There is a whiff of 'they are doing it wrong' in that statement that borders on suggesting that players like that must have something wrong with there heads. I don't think you are being charitable enough to the position here, and I think perhaps it would be useful to ask where the conventions of AD&D came from rather than assuming that they are badwrongfun or obselete technology.
The early AD&D players largely came from a wargaming background. They were used to competitive play with the rewards of victory. They were used to 'keeping score' and playing games with the goal of getting more skillful at playing them. Moreover, they were used to playing games were there was a simulation going on which they liked to imagine in some way modeled or reflected the reality that intrigued them, whether it was the 100 Years War, clashes between the Hittites and the Egyptians, or the wars of medevial Poland.

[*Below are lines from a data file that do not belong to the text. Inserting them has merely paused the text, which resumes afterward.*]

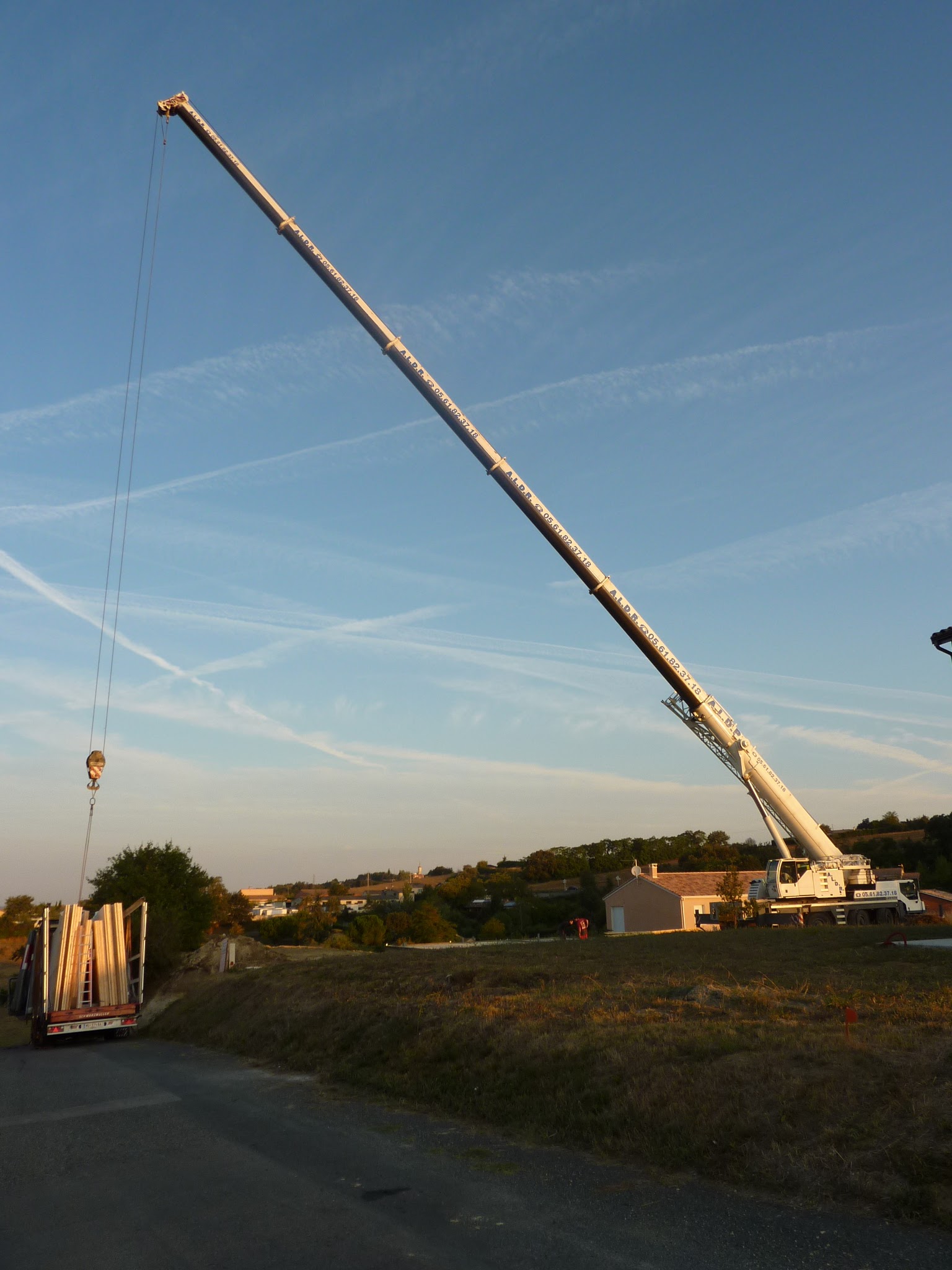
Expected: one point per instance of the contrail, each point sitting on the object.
(270, 727)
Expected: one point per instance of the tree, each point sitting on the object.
(368, 930)
(397, 926)
(231, 911)
(19, 915)
(541, 866)
(730, 892)
(180, 905)
(430, 926)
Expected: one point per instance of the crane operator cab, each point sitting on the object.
(804, 879)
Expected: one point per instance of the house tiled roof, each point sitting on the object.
(699, 883)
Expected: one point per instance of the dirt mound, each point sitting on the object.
(248, 953)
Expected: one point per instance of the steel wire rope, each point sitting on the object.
(120, 465)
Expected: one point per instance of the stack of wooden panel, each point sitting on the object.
(111, 966)
(66, 957)
(88, 959)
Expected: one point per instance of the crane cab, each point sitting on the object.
(804, 879)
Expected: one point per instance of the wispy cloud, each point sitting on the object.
(32, 513)
(681, 380)
(845, 741)
(249, 717)
(891, 522)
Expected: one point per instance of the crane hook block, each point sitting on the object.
(170, 106)
(94, 766)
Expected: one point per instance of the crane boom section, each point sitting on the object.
(705, 710)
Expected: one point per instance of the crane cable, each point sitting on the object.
(97, 757)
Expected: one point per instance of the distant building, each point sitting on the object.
(272, 908)
(666, 902)
(938, 904)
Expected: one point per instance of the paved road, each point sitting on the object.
(151, 1155)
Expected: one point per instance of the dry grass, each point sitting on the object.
(719, 1054)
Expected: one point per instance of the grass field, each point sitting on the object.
(719, 1054)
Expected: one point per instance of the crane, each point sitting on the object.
(710, 722)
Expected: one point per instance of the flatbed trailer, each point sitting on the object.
(31, 991)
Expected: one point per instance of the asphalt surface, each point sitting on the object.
(151, 1155)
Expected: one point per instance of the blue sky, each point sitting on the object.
(684, 263)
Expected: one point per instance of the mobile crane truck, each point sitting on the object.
(822, 886)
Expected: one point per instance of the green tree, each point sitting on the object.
(180, 905)
(397, 926)
(231, 912)
(19, 915)
(541, 866)
(430, 926)
(368, 930)
(730, 892)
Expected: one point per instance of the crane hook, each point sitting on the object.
(94, 768)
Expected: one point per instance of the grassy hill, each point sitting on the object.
(720, 1054)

They created a game which was intended to do all those things to some degree. It was intended to keep score. The level of the character was to some extent intended to reflect the skill of the player. The game was meant to encourage increased skill at playing it, and the game world was intended to model a reality. The description of the game world was a description of this reality as it actually was, and this was required so that the DM could be said to be 'playing fair' in his role of referee/antogonist.
Now, my silly description of the lurking ambush inn, while intended to be humorous is a description of your world as it actually is. The inn has no fixed abode. It wanders around looking for PC's to ambush, and then settles down when actually interacted with. That's the game world you are describing. The gameworld that the original players/designers of D&D wanted to describe was one that was consistant between groups of players. Everyone knows where the Sign of the Prancing Phony is.
This sounds an awful lot like sophistry (though the funny kind --I'm tempting to create the Ambush Tavern and spring it --literally- on my group). Once the players encounter a place it becomes a fixed part of the game world. But before then, what does it matter?
Maybe it doesn't matter. I already said that in general I approve of wandering inns. But I find it odd that I'm the one accused of sophistry here. You are the one who describes an inn that is always where ever the players are going, and yet seems to want to insist that it doesn't move about. That your players can't see that it moves about is the trick, but the trick is real and anyone privy to 'behind the screen' will see it.
This describes the bulk of every campaign world I've ever built... ideas in a state of flux that don't get fixed in place until I share them w/others (ie, the get observed in play). The whole thing is illusionsim.
Well, yes, I said that too.
Note that wasn't exactly what I said: I meant players would encounter it, not necessarily step inside and engage w/the NPC's.
Well, yes, but, I suspect that if they don't step inside and engage w/the NPC's, the inn will put on a new coat of paint and follow them around until they do.
Yes, in fact I did mean that.
Ok, so this moves the hard illusionism well beyond where I'm comfortable. An NPC that is inescapable is railroad, and he better darn well be a near omniscient diety if he can just pop in like that. And generally speaking, being hounded by a diety/Elmenster figure is a pretty straight forward railroad technique.
Yes, being mindful of the implications surrounding an NPC you create is important, but that in no way implies the need nor desire to force a particular course of action on the PC's who encounter them. There's a leap of logic I'm missing here...
Let me explain then. Remember what I said about 'rowboat settings'. Most adventure path settings, and many so called 'sandbox settings' are really just sparcely populated rowboat settings. What happens is that you get dumped into the setting in your rowboat near something interesting. You can choose to investigate the thing that is interesting, or you can choose to row around looking at nothing and doing nothing. Quite soon you realize that the DM intends you to do this, and that if you don't, no fun is going to be provided, so if you want to have fun you better do what the DM intends you to do. After you go investigate the one interesting thing in the setting, the DM tells you were in the vast ocean to find the next interesting thing, and so on and so forth.
You are a talking about an unavoidable NPC, that can chase me down no matter what I do, and he's going to make me an offer. And chances are, its going to be an offer I can't really refuse because otherwise, I can just diddle around in my rowboat. And you wonder why some people don't like illusionism?